To better understand how support services and authorities can best unlock the potential of third-country social and care service professionals to address staff shortages and meet the increasing demand of such services in Europe EASPD and its partners in Social Services Europe (SSE) have released their European study ‘Third-country Social and care service professionals.’
Produced by the Istituto per la Ricerca Sociale, the study analyses existing and effective interventions made at national and local levels on ways to unlock the potential of third-country social and care service professionals to address staff shortages and meet the increasing demand of such services in Europe. Based on an in-depth literature review at EU and national levels (for five selected countries: France, Germany, Ireland, Italy and Sweden), the study has also collected the experiences of a number of stakeholders in the five countries under review.
In particular, the study focuses on the following issues:
- Demographic changes and their impact on care needs;
- The role played by social services as a job creator in Europe;
- The role played by migrants in the care sector in Europe;
- Policy and good practices to support and enhance the job creation potential for migrants.
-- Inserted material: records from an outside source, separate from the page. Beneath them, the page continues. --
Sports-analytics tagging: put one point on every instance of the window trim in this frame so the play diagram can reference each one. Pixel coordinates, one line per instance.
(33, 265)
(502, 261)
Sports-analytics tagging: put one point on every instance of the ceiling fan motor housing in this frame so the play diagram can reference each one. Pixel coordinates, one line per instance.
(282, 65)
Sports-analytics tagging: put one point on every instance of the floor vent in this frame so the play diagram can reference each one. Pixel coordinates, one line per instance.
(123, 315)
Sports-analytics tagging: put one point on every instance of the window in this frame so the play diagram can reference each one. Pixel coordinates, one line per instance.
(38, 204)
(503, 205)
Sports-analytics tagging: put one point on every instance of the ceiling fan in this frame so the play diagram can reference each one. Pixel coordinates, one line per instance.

- The main socio-demographic factors affecting the evolution of care needs in EU Member States
The report identifies a number of problems and obstacles hindering migrant workers’ access to the labour market and summarises them into three main macro areas:
- The lack of language skills, knowledge of local culture and social capital;
- Skills mismatches and lack of recognised qualifications and administrative requirements;
- The discriminatory approach towards migrants hindering them from accessing the regular labour market, effectively resulting in many having no option other than to work in the grey/informal economy.
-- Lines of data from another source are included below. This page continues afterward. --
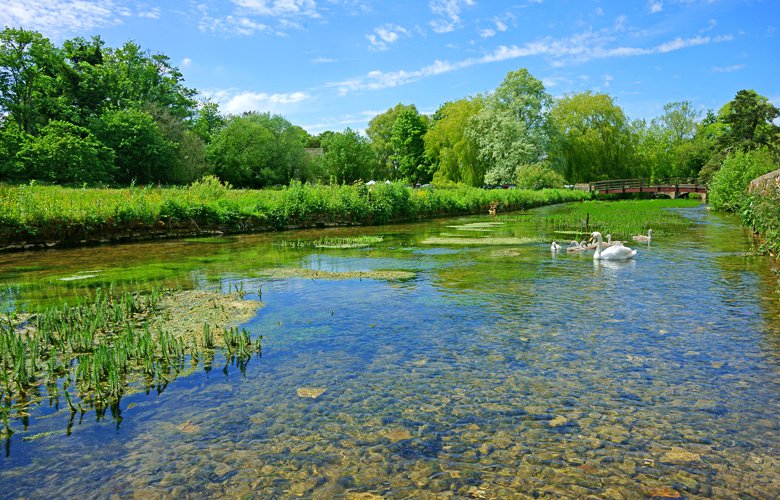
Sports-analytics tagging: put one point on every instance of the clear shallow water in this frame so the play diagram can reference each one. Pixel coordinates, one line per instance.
(499, 371)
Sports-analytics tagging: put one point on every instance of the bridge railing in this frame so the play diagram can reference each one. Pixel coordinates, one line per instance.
(651, 184)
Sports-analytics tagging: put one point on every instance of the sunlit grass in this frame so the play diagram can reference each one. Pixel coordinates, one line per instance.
(621, 219)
Overcoming these multiple changes is necessary as well as fostering inclusive social policies and integration measures. Since successful integration depends on the engagement of multiple actors, the study presents several different types of integration measures put in place by European institutions, civil society organisations, NGOs and employers. Their features are described in the study as well as a number of promising practices to address these obstacles and to support the access of migrants in the labour market implemented in the five European countries selected for the analysis.